Hi and welcome aboard! Wink
Welcome! Glad to hear your story! Please share your insights on the forum. Smile
Thanks!
'Knowing thy self', esp thru relationships with others, seems to help instigate this process of healing/balancing. What happened to the insecurities that seemed so difficult for you at an early stage? It's easy for introverts and those who have insecurity issues to hide away… seems you continuously went outwards, finding the appropriate avenues for growth (therapy, zen, etc.,). Seeking the light. Wonderful!

Welcome to the forum!
(12-16-2013, 10:09 PM)rie Wrote: [ -> ]'Knowing thy self', esp thru relationships with others, seems to help instigate this process of healing/balancing. What happened to the insecurities that seemed so difficult for you at an early stage? It's easy for introverts and those who have insecurity issues to hide away… seems you continuously went outwards, finding the appropriate avenues for growth (therapy, zen, etc.,). Seeking the light. Wonderful!

Welcome to the forum!

Thanks for the kind words! The paradox of my path has been the more I admit to my own fears and insecurities the less I suffer from them. I once had to give a lecture on my artwork and I was worried about what to say. I started the talk with "I don't know what I'm doing" and improvised the rest. It was the best talk I ever gave. Also the more compassion I give to others with these insecurities the more I can heal myself.
That's awesome. Research is showing that when a person can be honest and articulate emotions or talk about their experience (e.g., 'I feel--- about ----'), it can make a world of a difference in relieving distress or discomfort. Perhaps it's a form of acceptance... that it's OK to be some way. I think self-honesty requires some level of self-acceptance.
(12-16-2013, 10:16 PM)silkmcp Wrote: [ -> ]Also the more compassion I give to others with these insecurities the more I can heal myself.

That one sentence gives insight that many people can benefit from. Our planet is speeding into the density of compassion (or is already there), so all of us should dedicate ourselves to it.

You got that, even with insecurity and perhaps shyness and loneliness, a person can feel and express compassion. It will benefit the person as surely as those who receive it.

Welcome to this crowd and thanks for expressing yourself so well, silkmcp!
(12-16-2013, 10:44 PM)rie Wrote: [ -> ]That's awesome. Research is showing that when a person can be honest and articulate emotions or talk about their experience (e.g., 'I feel--- about ----'), it can make a world of a difference in relieving distress or discomfort. Perhaps it's a form of acceptance... that it's OK to be some way. I think self-honesty requires some level of self-acceptance.

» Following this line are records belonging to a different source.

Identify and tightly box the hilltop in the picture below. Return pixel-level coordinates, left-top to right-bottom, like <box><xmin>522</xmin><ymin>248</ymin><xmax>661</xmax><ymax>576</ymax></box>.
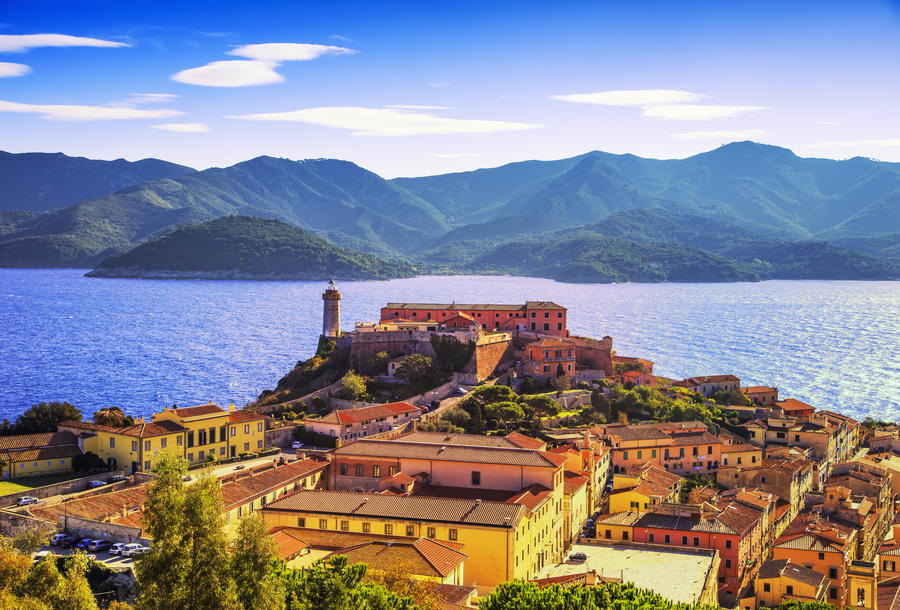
<box><xmin>88</xmin><ymin>216</ymin><xmax>414</xmax><ymax>280</ymax></box>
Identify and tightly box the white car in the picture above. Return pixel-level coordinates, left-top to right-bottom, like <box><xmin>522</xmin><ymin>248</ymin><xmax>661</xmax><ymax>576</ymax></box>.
<box><xmin>109</xmin><ymin>542</ymin><xmax>128</xmax><ymax>555</ymax></box>
<box><xmin>119</xmin><ymin>542</ymin><xmax>144</xmax><ymax>557</ymax></box>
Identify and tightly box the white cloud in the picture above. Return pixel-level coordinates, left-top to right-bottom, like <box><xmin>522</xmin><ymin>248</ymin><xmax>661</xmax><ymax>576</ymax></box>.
<box><xmin>172</xmin><ymin>59</ymin><xmax>284</xmax><ymax>87</ymax></box>
<box><xmin>550</xmin><ymin>89</ymin><xmax>705</xmax><ymax>106</ymax></box>
<box><xmin>230</xmin><ymin>106</ymin><xmax>543</xmax><ymax>136</ymax></box>
<box><xmin>228</xmin><ymin>42</ymin><xmax>356</xmax><ymax>63</ymax></box>
<box><xmin>0</xmin><ymin>61</ymin><xmax>31</xmax><ymax>78</ymax></box>
<box><xmin>672</xmin><ymin>129</ymin><xmax>768</xmax><ymax>140</ymax></box>
<box><xmin>809</xmin><ymin>138</ymin><xmax>900</xmax><ymax>148</ymax></box>
<box><xmin>172</xmin><ymin>42</ymin><xmax>356</xmax><ymax>87</ymax></box>
<box><xmin>0</xmin><ymin>34</ymin><xmax>131</xmax><ymax>53</ymax></box>
<box><xmin>385</xmin><ymin>104</ymin><xmax>450</xmax><ymax>110</ymax></box>
<box><xmin>0</xmin><ymin>100</ymin><xmax>184</xmax><ymax>121</ymax></box>
<box><xmin>644</xmin><ymin>104</ymin><xmax>768</xmax><ymax>121</ymax></box>
<box><xmin>150</xmin><ymin>123</ymin><xmax>209</xmax><ymax>133</ymax></box>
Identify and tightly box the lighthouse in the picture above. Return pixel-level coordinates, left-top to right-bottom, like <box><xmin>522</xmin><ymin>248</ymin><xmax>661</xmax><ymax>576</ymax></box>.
<box><xmin>322</xmin><ymin>278</ymin><xmax>341</xmax><ymax>337</ymax></box>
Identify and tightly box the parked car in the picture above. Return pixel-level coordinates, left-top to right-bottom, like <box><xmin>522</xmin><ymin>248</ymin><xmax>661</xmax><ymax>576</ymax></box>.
<box><xmin>87</xmin><ymin>540</ymin><xmax>112</xmax><ymax>551</ymax></box>
<box><xmin>75</xmin><ymin>538</ymin><xmax>93</xmax><ymax>551</ymax></box>
<box><xmin>119</xmin><ymin>542</ymin><xmax>143</xmax><ymax>557</ymax></box>
<box><xmin>50</xmin><ymin>534</ymin><xmax>68</xmax><ymax>546</ymax></box>
<box><xmin>109</xmin><ymin>542</ymin><xmax>128</xmax><ymax>555</ymax></box>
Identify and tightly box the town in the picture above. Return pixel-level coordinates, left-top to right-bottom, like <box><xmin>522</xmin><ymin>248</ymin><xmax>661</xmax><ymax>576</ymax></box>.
<box><xmin>0</xmin><ymin>280</ymin><xmax>900</xmax><ymax>610</ymax></box>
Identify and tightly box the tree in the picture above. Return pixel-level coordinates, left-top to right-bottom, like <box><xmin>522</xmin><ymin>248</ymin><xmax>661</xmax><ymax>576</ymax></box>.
<box><xmin>341</xmin><ymin>371</ymin><xmax>366</xmax><ymax>400</ymax></box>
<box><xmin>136</xmin><ymin>453</ymin><xmax>239</xmax><ymax>610</ymax></box>
<box><xmin>93</xmin><ymin>407</ymin><xmax>125</xmax><ymax>428</ymax></box>
<box><xmin>485</xmin><ymin>401</ymin><xmax>525</xmax><ymax>432</ymax></box>
<box><xmin>231</xmin><ymin>514</ymin><xmax>285</xmax><ymax>610</ymax></box>
<box><xmin>394</xmin><ymin>354</ymin><xmax>437</xmax><ymax>387</ymax></box>
<box><xmin>5</xmin><ymin>402</ymin><xmax>81</xmax><ymax>434</ymax></box>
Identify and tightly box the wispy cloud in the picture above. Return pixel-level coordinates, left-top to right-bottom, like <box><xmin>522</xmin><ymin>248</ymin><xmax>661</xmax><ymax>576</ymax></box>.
<box><xmin>172</xmin><ymin>42</ymin><xmax>356</xmax><ymax>87</ymax></box>
<box><xmin>150</xmin><ymin>123</ymin><xmax>209</xmax><ymax>133</ymax></box>
<box><xmin>672</xmin><ymin>129</ymin><xmax>768</xmax><ymax>140</ymax></box>
<box><xmin>550</xmin><ymin>89</ymin><xmax>705</xmax><ymax>106</ymax></box>
<box><xmin>230</xmin><ymin>106</ymin><xmax>543</xmax><ymax>136</ymax></box>
<box><xmin>0</xmin><ymin>100</ymin><xmax>184</xmax><ymax>121</ymax></box>
<box><xmin>644</xmin><ymin>104</ymin><xmax>768</xmax><ymax>121</ymax></box>
<box><xmin>809</xmin><ymin>138</ymin><xmax>900</xmax><ymax>148</ymax></box>
<box><xmin>0</xmin><ymin>61</ymin><xmax>31</xmax><ymax>78</ymax></box>
<box><xmin>0</xmin><ymin>34</ymin><xmax>131</xmax><ymax>53</ymax></box>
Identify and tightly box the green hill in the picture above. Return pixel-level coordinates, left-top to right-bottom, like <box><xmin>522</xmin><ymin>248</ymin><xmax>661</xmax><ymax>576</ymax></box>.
<box><xmin>0</xmin><ymin>151</ymin><xmax>196</xmax><ymax>212</ymax></box>
<box><xmin>88</xmin><ymin>216</ymin><xmax>415</xmax><ymax>279</ymax></box>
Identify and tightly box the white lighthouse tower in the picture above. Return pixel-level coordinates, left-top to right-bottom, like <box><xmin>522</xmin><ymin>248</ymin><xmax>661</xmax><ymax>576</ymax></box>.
<box><xmin>322</xmin><ymin>278</ymin><xmax>341</xmax><ymax>337</ymax></box>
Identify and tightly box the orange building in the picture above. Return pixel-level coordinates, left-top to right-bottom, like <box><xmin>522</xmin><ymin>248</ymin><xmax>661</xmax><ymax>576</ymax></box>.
<box><xmin>381</xmin><ymin>301</ymin><xmax>569</xmax><ymax>337</ymax></box>
<box><xmin>522</xmin><ymin>339</ymin><xmax>575</xmax><ymax>377</ymax></box>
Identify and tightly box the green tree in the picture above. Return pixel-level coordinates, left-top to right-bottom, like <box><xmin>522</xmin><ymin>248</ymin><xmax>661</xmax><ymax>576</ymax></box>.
<box><xmin>394</xmin><ymin>354</ymin><xmax>437</xmax><ymax>387</ymax></box>
<box><xmin>231</xmin><ymin>514</ymin><xmax>285</xmax><ymax>610</ymax></box>
<box><xmin>5</xmin><ymin>402</ymin><xmax>81</xmax><ymax>434</ymax></box>
<box><xmin>341</xmin><ymin>371</ymin><xmax>366</xmax><ymax>400</ymax></box>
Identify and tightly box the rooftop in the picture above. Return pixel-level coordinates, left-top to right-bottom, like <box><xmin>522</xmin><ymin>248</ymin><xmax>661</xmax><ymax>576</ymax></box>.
<box><xmin>538</xmin><ymin>544</ymin><xmax>714</xmax><ymax>603</ymax></box>
<box><xmin>262</xmin><ymin>490</ymin><xmax>525</xmax><ymax>528</ymax></box>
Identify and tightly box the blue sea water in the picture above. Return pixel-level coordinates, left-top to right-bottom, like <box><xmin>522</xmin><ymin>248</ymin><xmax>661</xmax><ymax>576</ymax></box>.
<box><xmin>0</xmin><ymin>269</ymin><xmax>900</xmax><ymax>420</ymax></box>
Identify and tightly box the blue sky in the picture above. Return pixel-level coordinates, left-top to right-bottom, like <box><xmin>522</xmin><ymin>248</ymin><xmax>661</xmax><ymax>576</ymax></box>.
<box><xmin>0</xmin><ymin>0</ymin><xmax>900</xmax><ymax>177</ymax></box>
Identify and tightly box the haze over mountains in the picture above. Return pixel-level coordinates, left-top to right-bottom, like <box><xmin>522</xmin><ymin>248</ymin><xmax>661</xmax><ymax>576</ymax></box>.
<box><xmin>0</xmin><ymin>142</ymin><xmax>900</xmax><ymax>281</ymax></box>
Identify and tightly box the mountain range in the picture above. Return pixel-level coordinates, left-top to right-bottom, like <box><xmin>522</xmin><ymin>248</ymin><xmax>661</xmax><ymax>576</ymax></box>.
<box><xmin>0</xmin><ymin>142</ymin><xmax>900</xmax><ymax>281</ymax></box>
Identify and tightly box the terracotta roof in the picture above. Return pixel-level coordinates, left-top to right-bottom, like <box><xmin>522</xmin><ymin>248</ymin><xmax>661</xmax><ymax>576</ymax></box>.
<box><xmin>262</xmin><ymin>490</ymin><xmax>525</xmax><ymax>528</ymax></box>
<box><xmin>172</xmin><ymin>403</ymin><xmax>227</xmax><ymax>417</ymax></box>
<box><xmin>334</xmin><ymin>438</ymin><xmax>566</xmax><ymax>468</ymax></box>
<box><xmin>329</xmin><ymin>538</ymin><xmax>468</xmax><ymax>578</ymax></box>
<box><xmin>0</xmin><ymin>430</ymin><xmax>78</xmax><ymax>451</ymax></box>
<box><xmin>504</xmin><ymin>432</ymin><xmax>547</xmax><ymax>450</ymax></box>
<box><xmin>4</xmin><ymin>445</ymin><xmax>81</xmax><ymax>462</ymax></box>
<box><xmin>269</xmin><ymin>529</ymin><xmax>309</xmax><ymax>561</ymax></box>
<box><xmin>316</xmin><ymin>402</ymin><xmax>420</xmax><ymax>425</ymax></box>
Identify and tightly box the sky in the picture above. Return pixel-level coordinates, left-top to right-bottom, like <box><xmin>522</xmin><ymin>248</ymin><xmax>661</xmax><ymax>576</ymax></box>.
<box><xmin>0</xmin><ymin>0</ymin><xmax>900</xmax><ymax>178</ymax></box>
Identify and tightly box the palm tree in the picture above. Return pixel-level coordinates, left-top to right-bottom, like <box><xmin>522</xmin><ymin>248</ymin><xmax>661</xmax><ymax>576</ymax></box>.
<box><xmin>94</xmin><ymin>407</ymin><xmax>125</xmax><ymax>428</ymax></box>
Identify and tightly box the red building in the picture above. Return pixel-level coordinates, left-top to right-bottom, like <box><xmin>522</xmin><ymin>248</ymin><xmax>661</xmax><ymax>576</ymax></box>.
<box><xmin>381</xmin><ymin>301</ymin><xmax>569</xmax><ymax>337</ymax></box>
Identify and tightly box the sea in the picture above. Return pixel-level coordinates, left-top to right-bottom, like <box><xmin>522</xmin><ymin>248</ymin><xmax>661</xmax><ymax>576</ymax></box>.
<box><xmin>0</xmin><ymin>269</ymin><xmax>900</xmax><ymax>421</ymax></box>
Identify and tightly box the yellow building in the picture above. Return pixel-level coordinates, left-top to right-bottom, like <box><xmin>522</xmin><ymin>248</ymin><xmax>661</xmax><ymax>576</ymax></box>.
<box><xmin>57</xmin><ymin>403</ymin><xmax>266</xmax><ymax>472</ymax></box>
<box><xmin>0</xmin><ymin>431</ymin><xmax>81</xmax><ymax>479</ymax></box>
<box><xmin>754</xmin><ymin>559</ymin><xmax>828</xmax><ymax>608</ymax></box>
<box><xmin>260</xmin><ymin>491</ymin><xmax>528</xmax><ymax>593</ymax></box>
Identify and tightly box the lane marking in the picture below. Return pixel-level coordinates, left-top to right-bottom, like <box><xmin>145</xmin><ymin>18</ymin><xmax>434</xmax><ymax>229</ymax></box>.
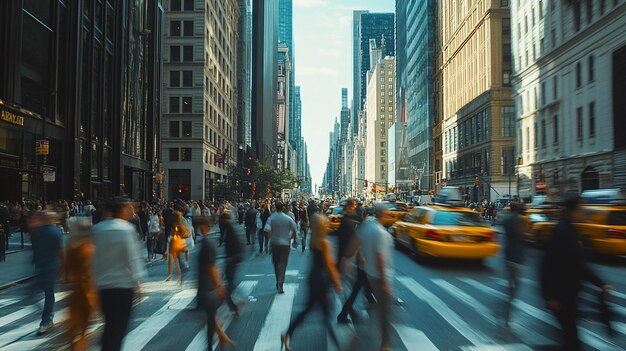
<box><xmin>254</xmin><ymin>283</ymin><xmax>298</xmax><ymax>351</ymax></box>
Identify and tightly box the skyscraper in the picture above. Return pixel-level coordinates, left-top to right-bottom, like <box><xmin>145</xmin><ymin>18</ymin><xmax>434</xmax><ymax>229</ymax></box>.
<box><xmin>396</xmin><ymin>0</ymin><xmax>432</xmax><ymax>190</ymax></box>
<box><xmin>352</xmin><ymin>11</ymin><xmax>395</xmax><ymax>134</ymax></box>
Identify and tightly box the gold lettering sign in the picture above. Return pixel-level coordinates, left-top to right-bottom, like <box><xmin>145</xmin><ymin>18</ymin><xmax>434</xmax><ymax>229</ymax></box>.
<box><xmin>0</xmin><ymin>110</ymin><xmax>24</xmax><ymax>127</ymax></box>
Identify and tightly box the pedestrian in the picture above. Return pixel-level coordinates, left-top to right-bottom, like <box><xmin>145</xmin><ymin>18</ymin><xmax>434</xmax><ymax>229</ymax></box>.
<box><xmin>221</xmin><ymin>211</ymin><xmax>243</xmax><ymax>316</ymax></box>
<box><xmin>92</xmin><ymin>197</ymin><xmax>145</xmax><ymax>351</ymax></box>
<box><xmin>244</xmin><ymin>202</ymin><xmax>262</xmax><ymax>247</ymax></box>
<box><xmin>281</xmin><ymin>216</ymin><xmax>343</xmax><ymax>351</ymax></box>
<box><xmin>337</xmin><ymin>199</ymin><xmax>376</xmax><ymax>324</ymax></box>
<box><xmin>29</xmin><ymin>211</ymin><xmax>64</xmax><ymax>335</ymax></box>
<box><xmin>297</xmin><ymin>201</ymin><xmax>309</xmax><ymax>252</ymax></box>
<box><xmin>540</xmin><ymin>195</ymin><xmax>611</xmax><ymax>351</ymax></box>
<box><xmin>502</xmin><ymin>203</ymin><xmax>527</xmax><ymax>328</ymax></box>
<box><xmin>196</xmin><ymin>216</ymin><xmax>234</xmax><ymax>351</ymax></box>
<box><xmin>357</xmin><ymin>203</ymin><xmax>393</xmax><ymax>351</ymax></box>
<box><xmin>65</xmin><ymin>216</ymin><xmax>97</xmax><ymax>351</ymax></box>
<box><xmin>264</xmin><ymin>202</ymin><xmax>298</xmax><ymax>294</ymax></box>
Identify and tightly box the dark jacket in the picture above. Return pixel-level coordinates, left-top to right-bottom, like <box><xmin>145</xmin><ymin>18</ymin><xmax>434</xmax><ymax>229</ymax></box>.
<box><xmin>540</xmin><ymin>217</ymin><xmax>604</xmax><ymax>304</ymax></box>
<box><xmin>502</xmin><ymin>213</ymin><xmax>524</xmax><ymax>264</ymax></box>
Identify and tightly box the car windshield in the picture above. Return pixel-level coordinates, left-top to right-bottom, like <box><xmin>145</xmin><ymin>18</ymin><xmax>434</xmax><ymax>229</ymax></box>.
<box><xmin>433</xmin><ymin>211</ymin><xmax>486</xmax><ymax>227</ymax></box>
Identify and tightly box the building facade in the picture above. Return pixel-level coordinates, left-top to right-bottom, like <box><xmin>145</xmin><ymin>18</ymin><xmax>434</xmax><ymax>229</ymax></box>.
<box><xmin>352</xmin><ymin>11</ymin><xmax>395</xmax><ymax>137</ymax></box>
<box><xmin>0</xmin><ymin>0</ymin><xmax>163</xmax><ymax>202</ymax></box>
<box><xmin>365</xmin><ymin>44</ymin><xmax>395</xmax><ymax>188</ymax></box>
<box><xmin>511</xmin><ymin>0</ymin><xmax>626</xmax><ymax>197</ymax></box>
<box><xmin>433</xmin><ymin>0</ymin><xmax>517</xmax><ymax>201</ymax></box>
<box><xmin>390</xmin><ymin>0</ymin><xmax>434</xmax><ymax>192</ymax></box>
<box><xmin>161</xmin><ymin>0</ymin><xmax>240</xmax><ymax>200</ymax></box>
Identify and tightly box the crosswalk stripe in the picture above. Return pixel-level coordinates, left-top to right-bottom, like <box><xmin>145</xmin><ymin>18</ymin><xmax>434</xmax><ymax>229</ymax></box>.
<box><xmin>393</xmin><ymin>324</ymin><xmax>439</xmax><ymax>351</ymax></box>
<box><xmin>459</xmin><ymin>278</ymin><xmax>621</xmax><ymax>351</ymax></box>
<box><xmin>432</xmin><ymin>279</ymin><xmax>554</xmax><ymax>345</ymax></box>
<box><xmin>398</xmin><ymin>277</ymin><xmax>495</xmax><ymax>345</ymax></box>
<box><xmin>123</xmin><ymin>289</ymin><xmax>197</xmax><ymax>350</ymax></box>
<box><xmin>254</xmin><ymin>284</ymin><xmax>298</xmax><ymax>351</ymax></box>
<box><xmin>0</xmin><ymin>308</ymin><xmax>68</xmax><ymax>351</ymax></box>
<box><xmin>0</xmin><ymin>292</ymin><xmax>69</xmax><ymax>328</ymax></box>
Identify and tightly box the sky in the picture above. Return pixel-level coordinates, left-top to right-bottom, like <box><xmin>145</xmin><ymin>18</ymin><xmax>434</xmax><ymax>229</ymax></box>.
<box><xmin>293</xmin><ymin>0</ymin><xmax>395</xmax><ymax>191</ymax></box>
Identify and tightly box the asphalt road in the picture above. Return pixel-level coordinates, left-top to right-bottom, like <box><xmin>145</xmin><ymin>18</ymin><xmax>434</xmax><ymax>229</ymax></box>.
<box><xmin>0</xmin><ymin>227</ymin><xmax>626</xmax><ymax>351</ymax></box>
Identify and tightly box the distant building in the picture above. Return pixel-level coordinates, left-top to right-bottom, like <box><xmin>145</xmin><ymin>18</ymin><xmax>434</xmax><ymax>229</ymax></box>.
<box><xmin>510</xmin><ymin>0</ymin><xmax>626</xmax><ymax>197</ymax></box>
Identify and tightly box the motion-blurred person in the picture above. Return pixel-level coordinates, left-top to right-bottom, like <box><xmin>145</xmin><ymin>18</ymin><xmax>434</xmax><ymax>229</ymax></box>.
<box><xmin>357</xmin><ymin>203</ymin><xmax>393</xmax><ymax>351</ymax></box>
<box><xmin>281</xmin><ymin>215</ymin><xmax>343</xmax><ymax>351</ymax></box>
<box><xmin>197</xmin><ymin>216</ymin><xmax>234</xmax><ymax>351</ymax></box>
<box><xmin>92</xmin><ymin>197</ymin><xmax>145</xmax><ymax>351</ymax></box>
<box><xmin>221</xmin><ymin>211</ymin><xmax>243</xmax><ymax>315</ymax></box>
<box><xmin>28</xmin><ymin>211</ymin><xmax>64</xmax><ymax>335</ymax></box>
<box><xmin>337</xmin><ymin>199</ymin><xmax>376</xmax><ymax>324</ymax></box>
<box><xmin>502</xmin><ymin>202</ymin><xmax>527</xmax><ymax>328</ymax></box>
<box><xmin>540</xmin><ymin>196</ymin><xmax>611</xmax><ymax>351</ymax></box>
<box><xmin>65</xmin><ymin>216</ymin><xmax>97</xmax><ymax>351</ymax></box>
<box><xmin>264</xmin><ymin>202</ymin><xmax>298</xmax><ymax>294</ymax></box>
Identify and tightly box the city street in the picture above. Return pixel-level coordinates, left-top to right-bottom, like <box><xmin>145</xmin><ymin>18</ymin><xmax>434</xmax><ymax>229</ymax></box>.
<box><xmin>0</xmin><ymin>228</ymin><xmax>626</xmax><ymax>351</ymax></box>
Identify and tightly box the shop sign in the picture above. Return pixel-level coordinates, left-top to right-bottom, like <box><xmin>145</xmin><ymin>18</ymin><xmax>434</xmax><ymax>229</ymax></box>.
<box><xmin>35</xmin><ymin>139</ymin><xmax>50</xmax><ymax>155</ymax></box>
<box><xmin>43</xmin><ymin>166</ymin><xmax>56</xmax><ymax>183</ymax></box>
<box><xmin>0</xmin><ymin>106</ymin><xmax>24</xmax><ymax>127</ymax></box>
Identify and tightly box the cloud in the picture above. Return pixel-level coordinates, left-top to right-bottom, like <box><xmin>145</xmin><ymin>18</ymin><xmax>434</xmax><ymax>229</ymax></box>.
<box><xmin>297</xmin><ymin>66</ymin><xmax>338</xmax><ymax>77</ymax></box>
<box><xmin>293</xmin><ymin>0</ymin><xmax>328</xmax><ymax>8</ymax></box>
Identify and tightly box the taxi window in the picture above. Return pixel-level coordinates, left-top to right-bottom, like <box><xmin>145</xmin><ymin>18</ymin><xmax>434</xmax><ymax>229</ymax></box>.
<box><xmin>432</xmin><ymin>211</ymin><xmax>486</xmax><ymax>227</ymax></box>
<box><xmin>608</xmin><ymin>211</ymin><xmax>626</xmax><ymax>225</ymax></box>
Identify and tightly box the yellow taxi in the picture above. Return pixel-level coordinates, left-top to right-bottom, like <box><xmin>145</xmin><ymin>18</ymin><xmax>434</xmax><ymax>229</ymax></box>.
<box><xmin>381</xmin><ymin>201</ymin><xmax>407</xmax><ymax>227</ymax></box>
<box><xmin>326</xmin><ymin>206</ymin><xmax>343</xmax><ymax>231</ymax></box>
<box><xmin>576</xmin><ymin>189</ymin><xmax>626</xmax><ymax>255</ymax></box>
<box><xmin>390</xmin><ymin>205</ymin><xmax>500</xmax><ymax>260</ymax></box>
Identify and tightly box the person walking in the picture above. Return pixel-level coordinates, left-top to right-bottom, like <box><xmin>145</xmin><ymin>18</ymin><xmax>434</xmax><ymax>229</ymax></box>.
<box><xmin>264</xmin><ymin>202</ymin><xmax>298</xmax><ymax>294</ymax></box>
<box><xmin>92</xmin><ymin>197</ymin><xmax>145</xmax><ymax>351</ymax></box>
<box><xmin>357</xmin><ymin>203</ymin><xmax>393</xmax><ymax>351</ymax></box>
<box><xmin>221</xmin><ymin>211</ymin><xmax>243</xmax><ymax>316</ymax></box>
<box><xmin>502</xmin><ymin>202</ymin><xmax>527</xmax><ymax>328</ymax></box>
<box><xmin>280</xmin><ymin>216</ymin><xmax>343</xmax><ymax>351</ymax></box>
<box><xmin>540</xmin><ymin>196</ymin><xmax>611</xmax><ymax>351</ymax></box>
<box><xmin>29</xmin><ymin>211</ymin><xmax>64</xmax><ymax>335</ymax></box>
<box><xmin>65</xmin><ymin>216</ymin><xmax>97</xmax><ymax>351</ymax></box>
<box><xmin>244</xmin><ymin>202</ymin><xmax>262</xmax><ymax>247</ymax></box>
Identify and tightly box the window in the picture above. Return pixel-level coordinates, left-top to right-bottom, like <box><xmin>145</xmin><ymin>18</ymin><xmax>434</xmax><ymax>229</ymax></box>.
<box><xmin>170</xmin><ymin>147</ymin><xmax>180</xmax><ymax>162</ymax></box>
<box><xmin>576</xmin><ymin>107</ymin><xmax>583</xmax><ymax>140</ymax></box>
<box><xmin>170</xmin><ymin>96</ymin><xmax>180</xmax><ymax>113</ymax></box>
<box><xmin>541</xmin><ymin>119</ymin><xmax>547</xmax><ymax>147</ymax></box>
<box><xmin>170</xmin><ymin>71</ymin><xmax>180</xmax><ymax>88</ymax></box>
<box><xmin>170</xmin><ymin>121</ymin><xmax>180</xmax><ymax>138</ymax></box>
<box><xmin>183</xmin><ymin>21</ymin><xmax>193</xmax><ymax>37</ymax></box>
<box><xmin>170</xmin><ymin>45</ymin><xmax>180</xmax><ymax>62</ymax></box>
<box><xmin>589</xmin><ymin>102</ymin><xmax>596</xmax><ymax>138</ymax></box>
<box><xmin>183</xmin><ymin>71</ymin><xmax>193</xmax><ymax>87</ymax></box>
<box><xmin>183</xmin><ymin>121</ymin><xmax>191</xmax><ymax>138</ymax></box>
<box><xmin>183</xmin><ymin>45</ymin><xmax>193</xmax><ymax>62</ymax></box>
<box><xmin>589</xmin><ymin>55</ymin><xmax>595</xmax><ymax>83</ymax></box>
<box><xmin>552</xmin><ymin>115</ymin><xmax>559</xmax><ymax>145</ymax></box>
<box><xmin>180</xmin><ymin>147</ymin><xmax>191</xmax><ymax>161</ymax></box>
<box><xmin>500</xmin><ymin>106</ymin><xmax>515</xmax><ymax>137</ymax></box>
<box><xmin>170</xmin><ymin>21</ymin><xmax>180</xmax><ymax>37</ymax></box>
<box><xmin>183</xmin><ymin>96</ymin><xmax>191</xmax><ymax>113</ymax></box>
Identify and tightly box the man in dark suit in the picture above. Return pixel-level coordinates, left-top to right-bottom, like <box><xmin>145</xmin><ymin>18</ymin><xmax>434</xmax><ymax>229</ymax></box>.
<box><xmin>540</xmin><ymin>196</ymin><xmax>611</xmax><ymax>351</ymax></box>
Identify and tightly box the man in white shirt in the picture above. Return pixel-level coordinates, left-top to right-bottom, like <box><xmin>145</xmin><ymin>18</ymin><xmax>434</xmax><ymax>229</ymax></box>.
<box><xmin>357</xmin><ymin>203</ymin><xmax>393</xmax><ymax>351</ymax></box>
<box><xmin>264</xmin><ymin>202</ymin><xmax>298</xmax><ymax>294</ymax></box>
<box><xmin>92</xmin><ymin>198</ymin><xmax>145</xmax><ymax>351</ymax></box>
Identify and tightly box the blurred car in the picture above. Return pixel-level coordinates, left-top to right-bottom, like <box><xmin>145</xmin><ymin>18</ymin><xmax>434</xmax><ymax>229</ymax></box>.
<box><xmin>576</xmin><ymin>189</ymin><xmax>626</xmax><ymax>255</ymax></box>
<box><xmin>389</xmin><ymin>205</ymin><xmax>500</xmax><ymax>260</ymax></box>
<box><xmin>326</xmin><ymin>206</ymin><xmax>343</xmax><ymax>234</ymax></box>
<box><xmin>381</xmin><ymin>201</ymin><xmax>407</xmax><ymax>227</ymax></box>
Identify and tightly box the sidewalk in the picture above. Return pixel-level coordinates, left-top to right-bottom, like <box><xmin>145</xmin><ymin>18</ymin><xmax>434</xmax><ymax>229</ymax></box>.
<box><xmin>0</xmin><ymin>225</ymin><xmax>234</xmax><ymax>291</ymax></box>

I have been afraid at times that I was not good enough. When I admit that, it activates or actualizes that part of me that is good enough. Sometimes I try to impress others with my brilliance and that emboldens the voice that says I'm not good enough.

(12-17-2013, 02:28 PM)kycahi Wrote: [ -> ]
(12-16-2013, 10:16 PM)silkmcp Wrote: [ -> ]Also the more compassion I give to others with these insecurities the more I can heal myself.

That one sentence gives insight that many people can benefit from. Our planet is speeding into the density of compassion (or is already there), so all of us should dedicate ourselves to it.

You got that, even with insecurity and perhaps shyness and loneliness, a person can feel and express compassion. It will benefit the person as surely as those who receive it.

Welcome to this crowd and thanks for expressing yourself so well, silkmcp!
That which I give to others, I can receive. Thanks for your insights!